Summary: Kadang, seorang ayah bisa menyakitkan kita, ataupun ibu. Tapi, bagaimanapun ia adalah seorang ayah yang patut kamu hormati, dan juga kamu…cintai sepenuhnya. /AU/OOC/Dedycated for my father.
^_^ Special for My Father Birthday tomorrow, October 8th 2014 ^_^
.
Pagi itu, aku berjalan dengan lesu di koridor sekolah. Beberapa temanku melempar pandangan heran, tak mengerti apa yang terjadi denganku.

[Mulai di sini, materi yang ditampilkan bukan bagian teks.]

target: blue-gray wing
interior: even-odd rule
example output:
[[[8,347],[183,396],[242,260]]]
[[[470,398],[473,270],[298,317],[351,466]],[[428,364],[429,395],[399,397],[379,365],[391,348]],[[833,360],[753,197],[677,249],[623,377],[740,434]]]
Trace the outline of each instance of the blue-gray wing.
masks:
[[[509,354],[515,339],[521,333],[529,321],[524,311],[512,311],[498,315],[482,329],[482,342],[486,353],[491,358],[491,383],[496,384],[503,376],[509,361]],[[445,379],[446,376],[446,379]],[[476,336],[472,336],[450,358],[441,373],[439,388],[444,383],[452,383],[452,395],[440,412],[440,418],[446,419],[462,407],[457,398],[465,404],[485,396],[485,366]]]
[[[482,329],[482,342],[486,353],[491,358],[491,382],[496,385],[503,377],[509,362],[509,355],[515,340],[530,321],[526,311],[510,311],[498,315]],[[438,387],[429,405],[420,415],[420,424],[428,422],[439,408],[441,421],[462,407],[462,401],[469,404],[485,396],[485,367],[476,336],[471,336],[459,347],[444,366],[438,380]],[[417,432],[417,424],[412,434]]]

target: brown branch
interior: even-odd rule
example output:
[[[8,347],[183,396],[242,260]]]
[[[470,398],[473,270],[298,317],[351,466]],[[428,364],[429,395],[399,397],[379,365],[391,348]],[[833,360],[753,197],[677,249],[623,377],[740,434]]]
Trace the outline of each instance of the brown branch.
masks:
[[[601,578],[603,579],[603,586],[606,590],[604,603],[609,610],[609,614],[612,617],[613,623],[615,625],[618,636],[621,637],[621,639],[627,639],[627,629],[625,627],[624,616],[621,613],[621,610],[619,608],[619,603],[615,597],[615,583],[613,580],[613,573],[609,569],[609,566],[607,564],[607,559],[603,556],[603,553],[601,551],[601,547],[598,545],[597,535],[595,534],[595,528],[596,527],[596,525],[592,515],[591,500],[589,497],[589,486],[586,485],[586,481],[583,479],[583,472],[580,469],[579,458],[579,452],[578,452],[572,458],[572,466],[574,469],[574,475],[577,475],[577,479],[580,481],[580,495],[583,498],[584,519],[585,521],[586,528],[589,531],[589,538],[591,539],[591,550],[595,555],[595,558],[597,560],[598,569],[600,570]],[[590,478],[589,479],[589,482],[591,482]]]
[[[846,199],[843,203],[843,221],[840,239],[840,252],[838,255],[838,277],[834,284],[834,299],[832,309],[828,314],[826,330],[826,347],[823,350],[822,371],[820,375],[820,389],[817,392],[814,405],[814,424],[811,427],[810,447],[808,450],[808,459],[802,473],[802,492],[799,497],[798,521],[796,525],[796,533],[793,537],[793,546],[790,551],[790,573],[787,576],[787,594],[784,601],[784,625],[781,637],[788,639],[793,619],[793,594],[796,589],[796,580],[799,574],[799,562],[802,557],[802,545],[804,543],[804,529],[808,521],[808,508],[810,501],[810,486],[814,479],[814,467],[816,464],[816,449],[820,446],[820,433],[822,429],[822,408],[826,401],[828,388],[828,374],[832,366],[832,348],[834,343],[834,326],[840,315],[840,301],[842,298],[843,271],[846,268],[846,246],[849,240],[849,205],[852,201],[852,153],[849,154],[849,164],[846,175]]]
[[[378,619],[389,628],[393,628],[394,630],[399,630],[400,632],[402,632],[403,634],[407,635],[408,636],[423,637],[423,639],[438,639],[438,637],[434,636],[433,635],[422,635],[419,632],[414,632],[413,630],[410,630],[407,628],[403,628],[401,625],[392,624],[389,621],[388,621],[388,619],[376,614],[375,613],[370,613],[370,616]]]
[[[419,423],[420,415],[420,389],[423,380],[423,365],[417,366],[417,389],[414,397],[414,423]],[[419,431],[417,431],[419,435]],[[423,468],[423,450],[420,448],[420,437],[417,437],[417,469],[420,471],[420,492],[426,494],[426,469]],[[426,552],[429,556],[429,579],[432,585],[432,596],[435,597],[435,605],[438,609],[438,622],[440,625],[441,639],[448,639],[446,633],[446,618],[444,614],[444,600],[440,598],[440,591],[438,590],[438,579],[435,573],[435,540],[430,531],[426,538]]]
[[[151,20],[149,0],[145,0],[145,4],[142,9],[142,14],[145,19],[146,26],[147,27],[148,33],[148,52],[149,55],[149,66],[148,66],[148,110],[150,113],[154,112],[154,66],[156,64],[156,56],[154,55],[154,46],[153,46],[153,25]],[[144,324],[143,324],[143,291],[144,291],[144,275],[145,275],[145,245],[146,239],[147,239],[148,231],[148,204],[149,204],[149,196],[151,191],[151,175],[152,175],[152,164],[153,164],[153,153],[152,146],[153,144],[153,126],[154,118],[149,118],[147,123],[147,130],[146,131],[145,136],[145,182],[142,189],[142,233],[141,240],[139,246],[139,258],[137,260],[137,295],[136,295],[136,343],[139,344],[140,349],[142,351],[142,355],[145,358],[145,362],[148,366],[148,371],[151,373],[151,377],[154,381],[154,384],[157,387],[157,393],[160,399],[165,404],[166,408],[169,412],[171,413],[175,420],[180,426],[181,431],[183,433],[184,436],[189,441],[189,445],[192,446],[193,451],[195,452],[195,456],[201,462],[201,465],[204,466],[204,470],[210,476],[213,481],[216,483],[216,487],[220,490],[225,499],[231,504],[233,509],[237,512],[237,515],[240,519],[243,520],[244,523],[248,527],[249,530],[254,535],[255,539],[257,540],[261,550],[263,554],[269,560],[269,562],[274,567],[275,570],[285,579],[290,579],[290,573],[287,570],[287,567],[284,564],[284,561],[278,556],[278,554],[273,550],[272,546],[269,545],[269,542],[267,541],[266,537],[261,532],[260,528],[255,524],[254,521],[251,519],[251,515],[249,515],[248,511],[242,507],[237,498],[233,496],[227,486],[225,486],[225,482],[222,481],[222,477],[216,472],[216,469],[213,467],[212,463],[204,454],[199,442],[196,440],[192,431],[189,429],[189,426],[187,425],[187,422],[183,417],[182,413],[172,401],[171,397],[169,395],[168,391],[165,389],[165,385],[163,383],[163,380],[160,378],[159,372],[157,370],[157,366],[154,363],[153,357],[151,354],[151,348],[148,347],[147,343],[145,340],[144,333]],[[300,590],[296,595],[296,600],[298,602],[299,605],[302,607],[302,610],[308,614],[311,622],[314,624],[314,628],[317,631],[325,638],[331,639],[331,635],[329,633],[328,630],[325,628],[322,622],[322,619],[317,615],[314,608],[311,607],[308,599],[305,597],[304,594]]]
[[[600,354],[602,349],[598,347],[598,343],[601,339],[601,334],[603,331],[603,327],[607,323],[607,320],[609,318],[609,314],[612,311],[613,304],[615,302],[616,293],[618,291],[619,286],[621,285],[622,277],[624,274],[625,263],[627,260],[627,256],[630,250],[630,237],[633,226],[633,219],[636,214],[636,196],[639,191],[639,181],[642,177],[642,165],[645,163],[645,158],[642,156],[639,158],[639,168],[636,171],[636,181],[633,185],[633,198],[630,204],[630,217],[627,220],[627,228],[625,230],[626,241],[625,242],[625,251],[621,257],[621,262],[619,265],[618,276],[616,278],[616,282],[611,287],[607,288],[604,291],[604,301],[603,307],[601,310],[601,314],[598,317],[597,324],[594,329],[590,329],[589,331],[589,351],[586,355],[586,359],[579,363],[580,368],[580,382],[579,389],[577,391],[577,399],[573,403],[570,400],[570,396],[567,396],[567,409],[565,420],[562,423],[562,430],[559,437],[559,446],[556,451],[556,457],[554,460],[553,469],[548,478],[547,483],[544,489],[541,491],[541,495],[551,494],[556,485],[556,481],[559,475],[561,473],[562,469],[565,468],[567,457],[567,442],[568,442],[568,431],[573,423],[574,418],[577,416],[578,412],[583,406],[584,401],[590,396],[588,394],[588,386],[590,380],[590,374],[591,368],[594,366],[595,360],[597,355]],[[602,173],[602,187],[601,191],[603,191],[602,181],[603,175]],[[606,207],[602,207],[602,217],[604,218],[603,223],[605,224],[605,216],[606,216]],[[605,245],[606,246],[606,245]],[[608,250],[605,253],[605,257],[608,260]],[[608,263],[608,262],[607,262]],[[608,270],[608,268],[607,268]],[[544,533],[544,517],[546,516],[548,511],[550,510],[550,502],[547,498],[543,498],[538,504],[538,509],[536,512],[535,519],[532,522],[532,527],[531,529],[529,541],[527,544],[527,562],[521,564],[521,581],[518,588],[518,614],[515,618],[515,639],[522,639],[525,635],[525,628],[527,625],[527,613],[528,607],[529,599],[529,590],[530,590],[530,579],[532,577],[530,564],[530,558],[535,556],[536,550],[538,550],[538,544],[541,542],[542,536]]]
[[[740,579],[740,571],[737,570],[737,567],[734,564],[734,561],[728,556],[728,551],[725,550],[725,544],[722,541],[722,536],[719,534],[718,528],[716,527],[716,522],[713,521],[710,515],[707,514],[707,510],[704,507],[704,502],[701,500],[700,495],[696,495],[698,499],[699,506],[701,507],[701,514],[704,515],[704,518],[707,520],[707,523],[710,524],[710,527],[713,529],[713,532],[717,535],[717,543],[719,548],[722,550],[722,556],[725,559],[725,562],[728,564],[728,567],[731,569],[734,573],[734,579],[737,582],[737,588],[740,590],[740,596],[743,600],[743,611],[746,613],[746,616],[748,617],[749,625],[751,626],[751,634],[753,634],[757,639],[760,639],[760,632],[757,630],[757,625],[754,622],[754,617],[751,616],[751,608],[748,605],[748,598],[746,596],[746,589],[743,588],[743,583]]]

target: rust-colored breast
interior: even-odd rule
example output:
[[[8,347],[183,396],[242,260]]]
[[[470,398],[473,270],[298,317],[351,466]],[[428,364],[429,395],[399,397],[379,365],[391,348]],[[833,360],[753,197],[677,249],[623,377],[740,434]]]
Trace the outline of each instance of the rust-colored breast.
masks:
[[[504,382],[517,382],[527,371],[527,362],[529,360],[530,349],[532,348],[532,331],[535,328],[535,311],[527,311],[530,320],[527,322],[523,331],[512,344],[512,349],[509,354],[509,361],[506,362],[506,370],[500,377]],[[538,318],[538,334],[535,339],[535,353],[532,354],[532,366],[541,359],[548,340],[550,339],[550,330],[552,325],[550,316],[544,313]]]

Tak biasanya Uchiha sepertiku murung pagi ini.
Kejadian kemarin malam, penyebabnya.
Aku masih ingat betul, ketika ayah menampar ibu yang sudah kesekian kali. Adikku yang tak bersalah itu menjadi pelampiasan amarahnya. Sebuah pecahan botol bir, melukai lengan kiriku.
Ia baru pulang dari bar. Ia sedang mabuk. Masih kuingat betul botol hijau itu di genggamannya, dengan tatapan mengerikan yang dilemparkan pada kami semua. Sikapnya yang dingin membuat kami tak bisa berkutik sedikitpun, bahkan bicarapun tak sanggup.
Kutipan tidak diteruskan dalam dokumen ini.